The Quick chain chose its 22 restaurants based on which ones oversold fish burgers (fish is naturally halal) relative to average national sales for the product. The other factors were pin-pointing outlets where pork product sales were slow, and as importantly, knowing which outlets saw a drop in business during Ramadan, the Muslim month of fasting.
The Quick decision to embrace halal is purely economic. “First and foremost, I’m an entrepreneur and a business owner. My goal is to increase sales and satisfy my clients. It’s clear I have clients that I am satisfying more since we went Halal,” said one franchisee, Eric Azan, speaking to DW-World.De. Azan has converted one of his six Quick franchises in Montreuil to a halal-only establishment. Sales doubled on average here, during the test phase. With 20 new full-time staffers, hired specifically to handle the extra business, Azan is all set to greet halal consumers with a smile.
France’s second largest supermarket chain, Casino, too has learned that it can pad its bottom line if it offers halal products. For months now, spicy ready-to-eat chicken wings, halal pate, and mock ham made from turkey have graced its shelves. Casino’s own halal product line goes by the brand name Wasilla. In fledgling efforts, some US grocery chains have recently begun carrying a limited number of halal products.
“Five and a half billion euros are going to be spent on these kinds of products this year in France,” said Abbas Bendali, the head of Solis, a market research firm specialized in ethnic niches, in an interview with DW-World.De. “There are five million potential customers. So this is more than a niche, this is a real consumer segment.”
The second annual American Muslim Consumer Conference (AMCC) was held on Saturday, October 30st, 2010 in New Brunswick, NJ. Researchers, entrepreneurs, marketing and advertising executives from corporate America convened to discuss and explore the rapidly growing and untapped American-Muslim Consumer markets, its scope, markets, its trends, and opportunities.
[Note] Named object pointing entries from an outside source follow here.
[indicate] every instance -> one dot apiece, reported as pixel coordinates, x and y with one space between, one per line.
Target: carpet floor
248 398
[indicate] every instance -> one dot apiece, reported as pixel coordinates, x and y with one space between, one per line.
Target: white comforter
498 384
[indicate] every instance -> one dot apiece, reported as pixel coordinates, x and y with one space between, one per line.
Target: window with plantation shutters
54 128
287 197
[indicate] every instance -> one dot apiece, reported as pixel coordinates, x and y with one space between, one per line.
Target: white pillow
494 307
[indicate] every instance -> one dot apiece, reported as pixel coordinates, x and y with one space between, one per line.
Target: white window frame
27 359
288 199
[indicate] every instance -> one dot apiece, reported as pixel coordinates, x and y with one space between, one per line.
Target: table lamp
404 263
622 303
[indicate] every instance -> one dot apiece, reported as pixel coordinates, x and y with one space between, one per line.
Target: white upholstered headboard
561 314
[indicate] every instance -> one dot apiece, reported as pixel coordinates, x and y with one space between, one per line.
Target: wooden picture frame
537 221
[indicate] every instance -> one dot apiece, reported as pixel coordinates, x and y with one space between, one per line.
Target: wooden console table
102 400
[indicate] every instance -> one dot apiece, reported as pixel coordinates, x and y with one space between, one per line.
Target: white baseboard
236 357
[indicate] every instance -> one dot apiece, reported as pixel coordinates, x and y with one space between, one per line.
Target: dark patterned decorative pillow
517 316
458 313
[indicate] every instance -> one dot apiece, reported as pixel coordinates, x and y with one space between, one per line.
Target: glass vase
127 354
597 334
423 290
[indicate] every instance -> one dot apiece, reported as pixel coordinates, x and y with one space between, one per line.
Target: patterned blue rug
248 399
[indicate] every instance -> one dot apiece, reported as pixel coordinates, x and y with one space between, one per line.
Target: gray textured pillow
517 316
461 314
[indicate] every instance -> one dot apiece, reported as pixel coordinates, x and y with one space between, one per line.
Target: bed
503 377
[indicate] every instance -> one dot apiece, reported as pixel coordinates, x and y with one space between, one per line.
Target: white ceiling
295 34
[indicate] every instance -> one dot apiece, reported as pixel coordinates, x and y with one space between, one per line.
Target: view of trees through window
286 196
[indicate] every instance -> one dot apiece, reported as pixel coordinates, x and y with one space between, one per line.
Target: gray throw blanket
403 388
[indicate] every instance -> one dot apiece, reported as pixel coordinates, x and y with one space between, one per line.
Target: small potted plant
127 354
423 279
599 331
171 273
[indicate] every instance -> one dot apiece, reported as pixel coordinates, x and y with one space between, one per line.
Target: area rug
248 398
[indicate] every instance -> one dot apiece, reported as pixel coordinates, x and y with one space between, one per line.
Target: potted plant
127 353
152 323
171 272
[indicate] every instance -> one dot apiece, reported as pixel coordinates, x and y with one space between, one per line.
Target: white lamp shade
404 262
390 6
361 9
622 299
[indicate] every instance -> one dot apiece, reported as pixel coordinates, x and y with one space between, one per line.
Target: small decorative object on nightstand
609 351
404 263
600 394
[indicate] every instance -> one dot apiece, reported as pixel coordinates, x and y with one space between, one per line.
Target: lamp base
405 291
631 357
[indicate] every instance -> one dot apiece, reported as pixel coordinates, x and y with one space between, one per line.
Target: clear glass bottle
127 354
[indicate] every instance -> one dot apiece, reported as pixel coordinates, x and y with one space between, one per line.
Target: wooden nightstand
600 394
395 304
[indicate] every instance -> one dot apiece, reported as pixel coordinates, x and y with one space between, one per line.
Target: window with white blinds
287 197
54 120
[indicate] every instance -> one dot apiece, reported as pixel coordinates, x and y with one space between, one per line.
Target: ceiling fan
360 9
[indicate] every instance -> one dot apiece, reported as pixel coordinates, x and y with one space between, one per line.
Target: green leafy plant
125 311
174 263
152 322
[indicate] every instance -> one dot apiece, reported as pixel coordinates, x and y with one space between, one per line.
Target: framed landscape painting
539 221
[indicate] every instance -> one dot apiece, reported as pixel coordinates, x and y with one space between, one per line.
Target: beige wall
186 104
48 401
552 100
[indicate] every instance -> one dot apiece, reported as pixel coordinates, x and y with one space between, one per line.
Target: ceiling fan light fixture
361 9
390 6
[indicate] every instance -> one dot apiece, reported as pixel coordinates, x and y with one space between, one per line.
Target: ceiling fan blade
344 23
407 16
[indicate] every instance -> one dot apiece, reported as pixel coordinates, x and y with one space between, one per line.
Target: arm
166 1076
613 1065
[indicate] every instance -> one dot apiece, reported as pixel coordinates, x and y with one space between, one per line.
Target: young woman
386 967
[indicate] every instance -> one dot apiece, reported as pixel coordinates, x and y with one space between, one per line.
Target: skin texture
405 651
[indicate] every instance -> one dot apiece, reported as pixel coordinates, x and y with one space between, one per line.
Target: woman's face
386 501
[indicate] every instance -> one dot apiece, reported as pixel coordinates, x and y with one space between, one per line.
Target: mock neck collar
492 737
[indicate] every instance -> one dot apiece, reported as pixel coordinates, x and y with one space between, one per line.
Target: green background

This conference provided American businesses and executives with useful insights, information, and opportunities on how to access and attract the American-Muslim market. IFANCA was represented by Dr. Muhammad Munir Chaudry, President, as one of the panelists.
“Muslims want to be acknowledged in mainstream media….consider advertising in a Muslim media outlet. Say Eid Mubarak or Ramadan Kareem during the holidays. The Muslim community will respond. When we see an ad we like we send it to our friends and share it with each other,” said Mohammed Abdullah, director of the event.
Entrepreneur Magazine said American Muslims have the buying power roughly equal to the state of Indiana. However, “reaching them requires an understanding of their culture, beliefs and preferences. Muslims are more interested than most Americans in seeing advertising that acknowledges them,” it says. Muslims are a neglected market with huge potential for brands who are willing to connect with them online and offline.
The average annual household income of a Muslim family in America is $75,000, and is pointing the way towards branding relevant to this consumer group. AMCC Objectives include creating awareness as to the American Muslim market, its purchasing power and understanding ways to effectively market products and services to it.
Entrepreneurs and companies who are interested in reaching the American-Muslim market as well as researchers and executives looking to learn about the American-Muslim market were in attendance. The Who’s Who list of attendees included speakers, James A. Kocsi, District Director, U. S. Small Business Administration, P. Miles Young, CEO, Ogilvy & Mather Worldwide, Steven Pilchak, General Manager, Best Buy, and others.